I wonder if some other activity guessing code could preselect this mode automatically from accelerometer data.
There is actually another binary library for activity guessing that could be added. I've been meaning to try it out though - it's an entirely 'black box' with just one function that you pass xyz values to, so I'm not too sure how good it is.
And is the hardfp version larger?
Yes, I just tried again - 233196 hard, 232156 soft. So it's another reason to try and keep softfp :)
-
• #20
Ok, I just tried the black box library and it's useless. It returns 1 if you're moving, 0 otherwise.
I just decompiled it to verify as well, and there's nothing in there. So realistically we'd need some other way to guess the activity type.
Having said that, I got curious and decompiled the heart rate algorithm, and despite all those sport types the only ones that are handled in any way are:
SPORT_TYPE_NORMAL =0x00, SPORT_TYPE_RUNNING =0x01, SPORT_TYPE_RIDE_BIKE =0X02, SPORT_TYPE_SPINNING = 0X12
And it looks like SPORT_TYPE_RUNNING and SPORT_TYPE_RIDE_BIKE do the same thing, and SPORT_TYPE_SPINNING just makes the algorithm more sensitive to accelerometer data.
So maybe that activity detection function is correct - maybe if the step counter is counting steps we should just tell the heart rate monitor it's in running mode.
Having said that, looking at the graph running is actually handled properly, so maybe we shouldn't worry too much about setting the activity mode!
-
• #21
Having said that, looking at the graph running is actually handled properly,
running (third part?) looks OK, it is the second part (walking?) which is a bit off so maybe if that would be in RUNNING mode instead of NORMAL it could be better
however running part is now measured in NORMAL mode too and is OK(?)
-
• #22
Please note that I was walking fast, not slow or medium. This is almost running, I was intentionally testing extreme cases.
-
• #23
however running part is now measured in NORMAL mode too and is OK(?)
Yes, that's my concern.
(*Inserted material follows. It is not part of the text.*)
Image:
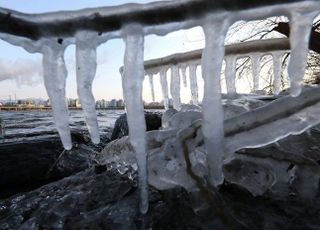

I guess I could expose the sport mode in some way so that anyone interested could fiddle with it, but I feel like for the moment the current solution is still a lot better than it was before!
-
• #24
Please note that I was walking fast
that's even more interesting because when you was running the NORMAL mode managed to do quite well but fast walking did not work so well (20-10BPM lower)
i just suppose that you were for x coordinate
0-50 sitting still
50-130 walking fast
130-210 running without moving
210- sitting still -
• #25
Sorry forgot to mention that but yes we have approx one 1 pwm per second with event number on x axis.
It was ca.- one minute
2 two minutes (~60-180)
3 one minute (180+)
4 one minute
Maybe I'll do different plots for difference activities in the future (walking slow/fast, running, stairs, bicycle)
- one minute
I have now switched over to the proprietary heart rate algorithm provided by the sensor manufacturer - which I hope will do a better job at giving you accurate heart rate readings, especially when moving around.
It can be supplied with some different sports modes - for instance it may be possible to switch it to a mode that'll make it work better for Running - but I haven't tried this yet.
It's a shame to move away from an Open Source implementation, but realistically despite making a test harness nobody seems to have been very interested in trying out better solutions.
In the end, I think most Bangle.js users care more about a working Heart rate sensor than an open one - although anyone who does care can still build their own firmwares with the open one with relative ease.